Mukesh Ambani-led Reliance Jio and Tata Tele Services Ltd (TTSL) reportedly opposed in the Delhi High Court the petitions filed by Airtel and Vodafone that challenged TRAI's interconnect usage charges regulations, according to a PTI report.
India's leading telecom operators Bharti Airtel and Vodafone India have previously challenged the telecom regulator's interconnect usage charges rules fixing termination charges for landline to wireless as zero paise and wireless to wireless at 14 paise per minute.
The report said that Reliance Jio and TTSL's counsel told a bench of Chief Justice G Rohini and Justice Sangita Dhingra Sehgal that they are opposing the petitions filed by Airtel and Vodafone.
Senior advocate P Chidambaram, who was appearing for one of the petitioners, however told the bench that telecom operators having less customers are not at "disadvantage" but operators that have a large customer base are suffering" due to the regulation.
The report said that Chidambaram also argued that these telcos were incurring loss due to termination charges fixed by the Telecom Regulatory Authority of India (TRAI) regulation.
"Bigger network providers are suffering wider disadvantage...Sharing the revenue does not mean that somebody will collect the revenue and will not share it with me. Sharing the revenue can never mean 100 on the one side and zero on the other," he was quoted as saying.

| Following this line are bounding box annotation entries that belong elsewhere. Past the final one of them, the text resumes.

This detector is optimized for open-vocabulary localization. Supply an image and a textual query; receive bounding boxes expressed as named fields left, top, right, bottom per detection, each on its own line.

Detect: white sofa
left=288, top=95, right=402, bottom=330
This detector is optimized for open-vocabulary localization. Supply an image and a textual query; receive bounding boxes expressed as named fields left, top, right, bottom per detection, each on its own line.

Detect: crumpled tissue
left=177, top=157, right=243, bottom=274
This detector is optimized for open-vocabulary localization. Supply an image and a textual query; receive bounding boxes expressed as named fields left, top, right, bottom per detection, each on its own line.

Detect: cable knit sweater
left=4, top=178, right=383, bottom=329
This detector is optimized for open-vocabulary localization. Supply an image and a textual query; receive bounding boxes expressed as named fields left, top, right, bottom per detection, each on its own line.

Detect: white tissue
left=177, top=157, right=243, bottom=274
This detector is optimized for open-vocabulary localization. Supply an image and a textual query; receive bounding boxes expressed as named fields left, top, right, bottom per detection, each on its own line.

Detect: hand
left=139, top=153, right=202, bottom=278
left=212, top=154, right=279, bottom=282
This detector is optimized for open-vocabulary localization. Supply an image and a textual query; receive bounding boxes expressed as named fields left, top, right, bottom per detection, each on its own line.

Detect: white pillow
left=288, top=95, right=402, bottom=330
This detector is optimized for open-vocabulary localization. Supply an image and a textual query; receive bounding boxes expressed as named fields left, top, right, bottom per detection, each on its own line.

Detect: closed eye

He added that if a telco has incurred huge amount in its infrastructure, and If somebody is using that infrastructure and earning revenue, they have to share it with the former.
The arguments would now continue on January 9, 2017, the report said.

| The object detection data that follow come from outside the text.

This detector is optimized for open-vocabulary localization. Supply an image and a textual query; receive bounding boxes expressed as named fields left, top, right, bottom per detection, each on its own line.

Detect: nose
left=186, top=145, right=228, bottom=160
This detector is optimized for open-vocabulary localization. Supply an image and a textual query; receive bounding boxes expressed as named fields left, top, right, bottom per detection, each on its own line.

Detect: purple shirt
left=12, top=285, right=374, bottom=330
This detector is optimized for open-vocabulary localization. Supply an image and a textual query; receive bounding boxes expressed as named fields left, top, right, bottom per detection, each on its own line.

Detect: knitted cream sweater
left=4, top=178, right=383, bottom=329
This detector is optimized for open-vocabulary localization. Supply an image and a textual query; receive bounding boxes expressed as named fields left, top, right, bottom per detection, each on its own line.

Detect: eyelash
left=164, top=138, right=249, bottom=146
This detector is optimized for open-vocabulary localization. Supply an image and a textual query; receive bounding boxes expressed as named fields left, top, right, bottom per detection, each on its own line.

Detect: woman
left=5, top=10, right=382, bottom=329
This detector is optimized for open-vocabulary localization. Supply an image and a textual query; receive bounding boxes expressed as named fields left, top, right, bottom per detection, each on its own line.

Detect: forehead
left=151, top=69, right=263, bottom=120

Previously, GSM telco industry body COAI had said that actual network-related costs incurred by telecom operators should be used to compute the interconnect charges, thereby batting for an increase in mobile termination charge. Typically, interconnection usage charges or termination charges are payable by one telco, whose subscriber makes a call, to another whose subscriber receives the call. The charge is payable by the first for using the second's network.